To sketch the triangle, we can mark the given points:

- **T (Temple)** is at the origin of our coordinate system.
- **M (Marketplace)** is 300 meters due west of T.
- **C (Castle)** is located 450 meters from M at an angle of 60° northwest (relative to M).

### Part (b): Trigonometric Calculations

#### (i) Find the internal angle ∠CMT

Since Stephanie turns 60° to face the castle from M, and since M and T are on a straight east-west line, the angle ∠CMT is the same as the angle Stephanie turns.

\[
\text{∠CMT} = 60^\circ
\]

#### (ii) Find the distance between the castle and the temple (CT)

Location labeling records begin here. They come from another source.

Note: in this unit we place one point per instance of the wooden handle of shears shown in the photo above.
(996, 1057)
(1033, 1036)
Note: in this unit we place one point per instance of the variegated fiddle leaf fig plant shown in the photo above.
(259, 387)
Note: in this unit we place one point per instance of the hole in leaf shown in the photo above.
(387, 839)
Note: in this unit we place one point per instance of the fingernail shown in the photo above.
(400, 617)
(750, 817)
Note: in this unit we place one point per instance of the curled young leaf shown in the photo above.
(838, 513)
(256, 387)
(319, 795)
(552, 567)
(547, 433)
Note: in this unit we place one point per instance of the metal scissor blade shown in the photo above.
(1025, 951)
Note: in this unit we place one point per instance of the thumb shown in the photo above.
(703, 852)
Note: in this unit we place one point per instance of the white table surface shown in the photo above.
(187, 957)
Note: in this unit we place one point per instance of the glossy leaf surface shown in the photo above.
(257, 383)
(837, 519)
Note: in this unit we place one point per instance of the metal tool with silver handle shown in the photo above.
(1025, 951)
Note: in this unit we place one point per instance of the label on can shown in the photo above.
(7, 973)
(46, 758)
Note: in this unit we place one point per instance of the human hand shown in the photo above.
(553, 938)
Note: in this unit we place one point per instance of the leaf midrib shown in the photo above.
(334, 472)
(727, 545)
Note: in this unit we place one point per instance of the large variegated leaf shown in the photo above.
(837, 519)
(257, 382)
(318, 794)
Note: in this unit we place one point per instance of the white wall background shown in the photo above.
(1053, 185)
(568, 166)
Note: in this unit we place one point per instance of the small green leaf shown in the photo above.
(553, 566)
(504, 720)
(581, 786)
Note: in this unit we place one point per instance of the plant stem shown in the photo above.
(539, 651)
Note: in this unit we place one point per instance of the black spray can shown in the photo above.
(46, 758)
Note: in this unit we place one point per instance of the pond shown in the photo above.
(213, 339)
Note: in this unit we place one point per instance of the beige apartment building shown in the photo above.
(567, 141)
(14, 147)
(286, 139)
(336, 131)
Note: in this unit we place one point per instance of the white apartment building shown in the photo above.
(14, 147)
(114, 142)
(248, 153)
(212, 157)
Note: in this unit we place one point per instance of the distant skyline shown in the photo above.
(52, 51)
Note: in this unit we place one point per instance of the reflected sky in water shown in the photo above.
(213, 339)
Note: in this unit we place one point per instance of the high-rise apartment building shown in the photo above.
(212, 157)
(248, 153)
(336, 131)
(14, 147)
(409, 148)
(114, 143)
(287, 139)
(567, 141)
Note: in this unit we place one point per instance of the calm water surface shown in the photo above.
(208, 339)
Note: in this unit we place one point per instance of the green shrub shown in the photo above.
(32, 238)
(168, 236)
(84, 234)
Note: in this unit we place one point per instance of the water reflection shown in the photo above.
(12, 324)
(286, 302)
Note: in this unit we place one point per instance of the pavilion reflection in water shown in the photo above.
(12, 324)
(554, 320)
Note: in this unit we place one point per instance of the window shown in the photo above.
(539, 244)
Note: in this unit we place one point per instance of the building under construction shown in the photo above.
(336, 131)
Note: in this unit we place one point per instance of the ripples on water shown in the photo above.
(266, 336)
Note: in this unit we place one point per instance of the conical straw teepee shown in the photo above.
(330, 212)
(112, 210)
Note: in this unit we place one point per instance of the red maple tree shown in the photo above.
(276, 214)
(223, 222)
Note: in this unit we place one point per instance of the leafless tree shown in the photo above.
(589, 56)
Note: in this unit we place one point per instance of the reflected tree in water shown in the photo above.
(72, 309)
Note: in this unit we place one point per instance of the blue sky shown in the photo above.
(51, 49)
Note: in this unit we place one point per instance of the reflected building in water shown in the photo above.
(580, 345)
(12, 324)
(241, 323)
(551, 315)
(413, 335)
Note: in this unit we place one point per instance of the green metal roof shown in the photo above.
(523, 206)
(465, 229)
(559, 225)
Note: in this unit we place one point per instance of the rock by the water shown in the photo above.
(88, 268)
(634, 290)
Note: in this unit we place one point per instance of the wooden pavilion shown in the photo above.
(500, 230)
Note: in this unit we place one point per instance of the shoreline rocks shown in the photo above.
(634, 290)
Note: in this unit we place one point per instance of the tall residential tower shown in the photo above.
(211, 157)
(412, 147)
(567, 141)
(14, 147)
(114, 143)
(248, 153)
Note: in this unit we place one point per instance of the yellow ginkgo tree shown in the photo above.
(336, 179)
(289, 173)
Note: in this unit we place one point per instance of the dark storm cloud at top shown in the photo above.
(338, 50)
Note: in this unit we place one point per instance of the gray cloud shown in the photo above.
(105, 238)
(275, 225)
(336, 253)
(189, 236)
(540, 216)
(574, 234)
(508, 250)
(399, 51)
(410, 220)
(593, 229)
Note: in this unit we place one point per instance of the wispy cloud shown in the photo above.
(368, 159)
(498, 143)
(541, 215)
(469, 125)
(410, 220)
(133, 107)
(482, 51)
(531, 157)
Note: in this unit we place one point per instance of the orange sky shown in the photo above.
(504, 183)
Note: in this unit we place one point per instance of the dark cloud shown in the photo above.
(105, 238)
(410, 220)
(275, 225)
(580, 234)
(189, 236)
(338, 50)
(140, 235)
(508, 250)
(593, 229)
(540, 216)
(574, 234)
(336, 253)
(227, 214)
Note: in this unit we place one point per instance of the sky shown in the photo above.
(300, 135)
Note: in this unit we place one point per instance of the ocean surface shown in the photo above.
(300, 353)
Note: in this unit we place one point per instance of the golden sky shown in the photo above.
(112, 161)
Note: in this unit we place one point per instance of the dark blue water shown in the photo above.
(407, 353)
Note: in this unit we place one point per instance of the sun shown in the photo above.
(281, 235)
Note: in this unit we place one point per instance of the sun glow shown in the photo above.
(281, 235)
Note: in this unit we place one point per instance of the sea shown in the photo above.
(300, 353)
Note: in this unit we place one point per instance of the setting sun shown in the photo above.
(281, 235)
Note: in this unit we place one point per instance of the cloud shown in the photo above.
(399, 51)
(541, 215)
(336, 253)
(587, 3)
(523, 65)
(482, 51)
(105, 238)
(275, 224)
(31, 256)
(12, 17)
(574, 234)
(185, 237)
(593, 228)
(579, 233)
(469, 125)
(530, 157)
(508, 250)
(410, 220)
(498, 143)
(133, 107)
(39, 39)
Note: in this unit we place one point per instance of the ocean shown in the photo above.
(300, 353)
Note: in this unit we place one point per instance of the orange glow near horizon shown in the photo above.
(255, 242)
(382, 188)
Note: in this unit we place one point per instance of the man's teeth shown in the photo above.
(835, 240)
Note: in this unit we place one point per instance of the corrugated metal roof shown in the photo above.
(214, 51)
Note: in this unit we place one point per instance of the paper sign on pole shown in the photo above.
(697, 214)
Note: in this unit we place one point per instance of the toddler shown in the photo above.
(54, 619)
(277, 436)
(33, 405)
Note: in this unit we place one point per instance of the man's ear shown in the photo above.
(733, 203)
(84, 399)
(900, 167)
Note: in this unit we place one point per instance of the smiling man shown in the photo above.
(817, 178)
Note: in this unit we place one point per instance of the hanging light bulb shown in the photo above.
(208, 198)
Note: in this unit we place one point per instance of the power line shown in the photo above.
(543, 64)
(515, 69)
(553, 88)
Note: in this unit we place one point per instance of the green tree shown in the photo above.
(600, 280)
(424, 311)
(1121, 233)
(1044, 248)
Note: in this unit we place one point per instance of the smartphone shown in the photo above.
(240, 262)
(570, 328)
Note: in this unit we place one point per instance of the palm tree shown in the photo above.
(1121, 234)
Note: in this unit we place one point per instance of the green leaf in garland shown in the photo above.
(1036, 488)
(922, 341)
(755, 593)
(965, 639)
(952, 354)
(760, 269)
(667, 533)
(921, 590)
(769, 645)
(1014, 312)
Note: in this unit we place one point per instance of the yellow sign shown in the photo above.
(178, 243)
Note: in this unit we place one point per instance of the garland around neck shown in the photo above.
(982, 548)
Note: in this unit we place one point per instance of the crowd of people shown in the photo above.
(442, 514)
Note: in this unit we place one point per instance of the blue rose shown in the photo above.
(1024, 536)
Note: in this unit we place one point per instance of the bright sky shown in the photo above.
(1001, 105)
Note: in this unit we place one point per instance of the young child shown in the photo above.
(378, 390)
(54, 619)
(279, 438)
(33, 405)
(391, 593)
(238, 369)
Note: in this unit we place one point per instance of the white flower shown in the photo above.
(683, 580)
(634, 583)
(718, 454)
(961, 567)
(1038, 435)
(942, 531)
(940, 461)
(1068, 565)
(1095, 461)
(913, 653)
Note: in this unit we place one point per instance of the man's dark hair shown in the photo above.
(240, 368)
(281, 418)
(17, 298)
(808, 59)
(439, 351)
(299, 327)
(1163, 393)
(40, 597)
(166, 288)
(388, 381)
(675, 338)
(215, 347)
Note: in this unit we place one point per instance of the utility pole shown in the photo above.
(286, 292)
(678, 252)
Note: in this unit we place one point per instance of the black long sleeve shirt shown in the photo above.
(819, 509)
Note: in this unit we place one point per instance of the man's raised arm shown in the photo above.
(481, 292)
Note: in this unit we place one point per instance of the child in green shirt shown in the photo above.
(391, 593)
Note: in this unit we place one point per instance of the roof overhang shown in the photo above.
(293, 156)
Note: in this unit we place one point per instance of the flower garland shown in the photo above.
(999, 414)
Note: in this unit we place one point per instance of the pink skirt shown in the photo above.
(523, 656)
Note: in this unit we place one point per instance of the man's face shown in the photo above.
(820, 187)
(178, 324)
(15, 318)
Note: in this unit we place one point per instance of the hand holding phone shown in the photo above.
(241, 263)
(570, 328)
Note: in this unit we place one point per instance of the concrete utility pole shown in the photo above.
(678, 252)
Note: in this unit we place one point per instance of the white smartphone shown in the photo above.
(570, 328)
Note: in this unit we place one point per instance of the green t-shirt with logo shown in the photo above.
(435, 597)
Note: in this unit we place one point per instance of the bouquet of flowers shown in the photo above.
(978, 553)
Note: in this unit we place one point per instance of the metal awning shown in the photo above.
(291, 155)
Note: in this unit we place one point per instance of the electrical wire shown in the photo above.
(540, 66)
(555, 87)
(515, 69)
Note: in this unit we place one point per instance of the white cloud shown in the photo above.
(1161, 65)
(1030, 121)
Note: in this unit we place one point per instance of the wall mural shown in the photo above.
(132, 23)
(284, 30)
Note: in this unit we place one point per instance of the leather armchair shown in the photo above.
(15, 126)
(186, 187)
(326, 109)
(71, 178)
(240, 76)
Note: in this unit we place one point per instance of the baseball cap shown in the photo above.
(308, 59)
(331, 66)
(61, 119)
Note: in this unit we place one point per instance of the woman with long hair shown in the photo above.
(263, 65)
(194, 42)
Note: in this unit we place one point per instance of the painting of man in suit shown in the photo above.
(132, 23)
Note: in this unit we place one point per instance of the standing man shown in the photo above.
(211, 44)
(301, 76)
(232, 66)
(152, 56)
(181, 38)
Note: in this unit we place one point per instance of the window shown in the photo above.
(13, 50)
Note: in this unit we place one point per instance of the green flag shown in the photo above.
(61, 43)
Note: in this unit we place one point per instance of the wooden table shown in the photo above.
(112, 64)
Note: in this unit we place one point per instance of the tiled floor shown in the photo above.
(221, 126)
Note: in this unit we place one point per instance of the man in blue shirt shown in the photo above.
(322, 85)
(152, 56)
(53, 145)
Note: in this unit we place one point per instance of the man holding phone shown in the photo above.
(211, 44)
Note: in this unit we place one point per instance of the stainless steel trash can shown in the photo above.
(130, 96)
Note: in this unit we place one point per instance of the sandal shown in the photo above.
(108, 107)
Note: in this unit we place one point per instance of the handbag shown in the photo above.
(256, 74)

To find the length of CT, we can apply the Law of Cosines in triangle CMT:

\[
CT^2 = CM^2 + MT^2 - 2 \times CM \times MT \times \cos(\text{∠CMT})
\]

Substituting the given values:

\[
CT^2 = 450^2 + 300^2 - 2 \times 450 \times 300 \times \cos(60^\circ)
\]

\[
\cos(60^\circ) = 0.5
\]

So,

\[
CT^2 = 450^2 + 300^2 - 2 \times 450 \times 300 \times 0.5
\]

\[
CT^2 = 202500 + 90000 - 135000 = 157500
\]

\[
CT = \sqrt{157500} \approx 397 \text{ meters}
\]

#### (iii) Find the length of the road DJ

To find the length of the road DJ, we need to use the fact that D is 100 meters east of M along the east-west line. Since DJ is perpendicular to CT and joins at J, we need to calculate the perpendicular distance from D to line CT.

Let's denote:

- \( x \) as the distance from M to the perpendicular point J on CT.

Using trigonometry:

\[
\sin(60^\circ) = \frac{x}{450} \quad \text{and} \quad x = 450 \times \sin(60^\circ)
\]

\[
x = 450 \times \frac{\sqrt{3}}{2} \approx 389.71 \text{ meters}
\]

Now, the length DJ (since D is 100 meters east of M):

\[
DJ = |389.71 - 100| \approx 290 \text{ meters}
\]

### Summary of Results:
- (i) The internal angle ∠CMT is **60°**.
- (ii) The distance between the castle and the temple (CT) is approximately **397 meters**.
- (iii) The length of the road DJ is approximately **290 meters**.

---

Would you like more details or have any further questions? Here are some related questions you might find interesting:

1. How does the Law of Cosines apply in different triangle configurations?
2. What is the significance of the internal angle in solving triangle-related problems?
3. How can trigonometry be used to solve real-world navigation problems?
4. Can the Pythagorean theorem be used in this problem? If so, where?
5. How would the solution change if the roads were not straight lines?
6. What are the practical applications of these trigonometric calculations?
7. How would the scenario change if the terrain was not flat?
8. What other mathematical techniques can be used to solve similar geometry problems?

**Tip:** When using the Law of Cosines, make sure to correctly identify the angles and sides in relation to each other.

Explore a trigonometry problem involving an ancient city layout, where distances and angles are calculated using the Law of Cosines. Learn how to determine internal angles and side lengths in triangles based on given archaeological data. Suitable for Grades 10-12 students and anyone interested in practical trigonometric applications.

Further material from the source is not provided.